Okay, I was just thinking about this and am curious to see what sort of responses I get -- I haven't read anything which addresses this argument in the FAQ.
Suppose we have two cities on either end of an axis passing through the equator and the center of the RE model, as shown below.
Now, the equivalent positions of those cities on the FE model are located on a diameter of the 'equator' (a ring of a radius equal to half that of the earth's total radius) as illustrated below. Obviously the position of the white line is meant to be the equator, though I acknowledge that it is placed incorrectly. This will not matter later in this thought experiment, as we will use real numbers to make our point. This only serves as a visual example to clarify the situation.
We must first introduce a reference frame for each model. In both cases, the reference frame will be defined such that the earth is stationary.

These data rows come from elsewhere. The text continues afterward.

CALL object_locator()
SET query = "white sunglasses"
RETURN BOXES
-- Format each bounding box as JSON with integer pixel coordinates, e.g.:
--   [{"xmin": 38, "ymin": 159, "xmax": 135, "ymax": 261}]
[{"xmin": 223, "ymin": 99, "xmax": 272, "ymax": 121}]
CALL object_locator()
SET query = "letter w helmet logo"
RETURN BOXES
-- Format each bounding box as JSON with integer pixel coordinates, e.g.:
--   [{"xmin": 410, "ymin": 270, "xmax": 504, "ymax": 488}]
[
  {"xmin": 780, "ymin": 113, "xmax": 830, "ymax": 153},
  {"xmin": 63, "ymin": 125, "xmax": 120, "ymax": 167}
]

Next, we introduce an airplane. This airplane will act in the manner we are all familiar with. It will obey all laws of physics, motion, and time as we experience in our world today (flat or not). The Boeing 747 commercial jet has a cruising speed of approximately
250 m/s (we will use this velocity in our calculations). In order to simplify the experiment, we assume this speed is constant and unaltered by the effects of wind.
Finally we come to the nitty-gritty. In the RE model, the airplane will travel along the Earth's circumference. We will calculate this circumference by using the RE's mean radius, 6371 km (6,371,000 m). We can ignore the altitude of the plane because it is very small compared to the Earth's radius. Using simple arithmetic, we come up with a circumference of: 2*Pi*r = 40,030,173 m.

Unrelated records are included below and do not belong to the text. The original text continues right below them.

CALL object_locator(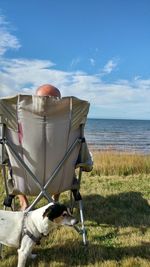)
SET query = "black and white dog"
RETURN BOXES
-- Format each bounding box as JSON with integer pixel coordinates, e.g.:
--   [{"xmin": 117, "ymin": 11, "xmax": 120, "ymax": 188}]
[{"xmin": 0, "ymin": 203, "xmax": 77, "ymax": 267}]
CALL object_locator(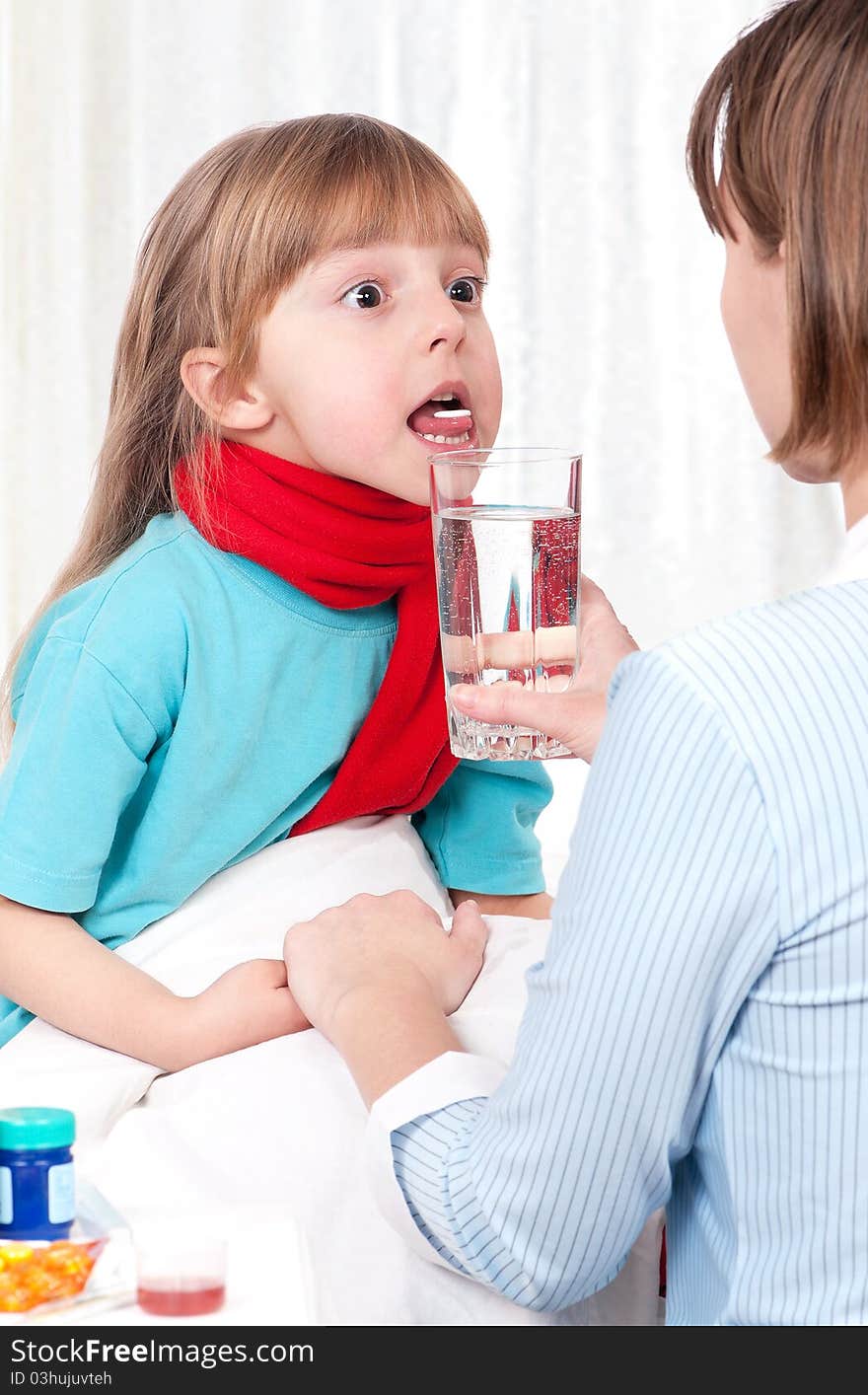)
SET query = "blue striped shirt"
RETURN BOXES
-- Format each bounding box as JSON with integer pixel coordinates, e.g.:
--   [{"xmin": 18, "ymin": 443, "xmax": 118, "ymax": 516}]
[{"xmin": 385, "ymin": 580, "xmax": 868, "ymax": 1325}]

Presumably, if we travel along the equator or straight over the North Pole, the distance from city A to city B will be equidistant as we see below:
This distance precisely one half the circumference, thus (40,030,173 m)/2 =
20,015,086.5 m.
The equivalent paths for the FE model (one traveling along the Earth's Equator, and one straight over the North Pole are as such:
I was unable to find dimensions of the FE model, so we will assume that the distance of the path around the equator of the FE model is the same as that of the RE model. We can make our point without the aid of this assumption, but for the purposes of coming up with hard numbers, it is safe to assume so.
No matter what path we take in the RE model, since the distance is the same, and the speed of the airplane is the same (also remember that the Earth is stationary in our reference frame), we can easily verify that the time to travel from city A to city B is equal. Time = Distance/speed, thus (20,015,086.5 m)/(250 m/s) =
80,060 s.
In the FE model, the time it will take to travel along Earth's "Equator" is the same as calculated above, since the distance and speed is the same in both models.

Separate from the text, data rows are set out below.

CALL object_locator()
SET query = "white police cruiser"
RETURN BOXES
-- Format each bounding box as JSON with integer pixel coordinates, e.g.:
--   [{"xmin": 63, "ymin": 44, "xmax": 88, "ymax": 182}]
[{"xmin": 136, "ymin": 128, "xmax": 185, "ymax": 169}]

The distance of the path which travels straight over the North Pole of the FE model can be defined as the diameter of the circle making up the Equator, so: Radius = Circumference/2*Pi = (40,030,173 m)/2*Pi = 6,371,000 m. Diameter = 2*Radius, thus 2*(6,371,000 m) =
12,742,000 m.
Therefore, the theoretical time it would take the airplane to travel this distance is: Time = Distance/Speed = (12,742,000 m)/(250 m/s) =
50,968 s. Remember, the airplane acts the way we expect it to in our world today, so no arguments can be made that it will travel slower moving in one path or the other.
Obviously 80,060 s is not equivalent to 50,968 s. Here is the point when the frog jumps into the pond. If a plane were to travel along the proposed paths at this very moment, the time elapsed from city A to city B will be roughly equivalent, allowing for some error due to wind and other minor factors. I ask you this: how can a plane, which travels at a constant speed, travel two different distances in the same amount of time?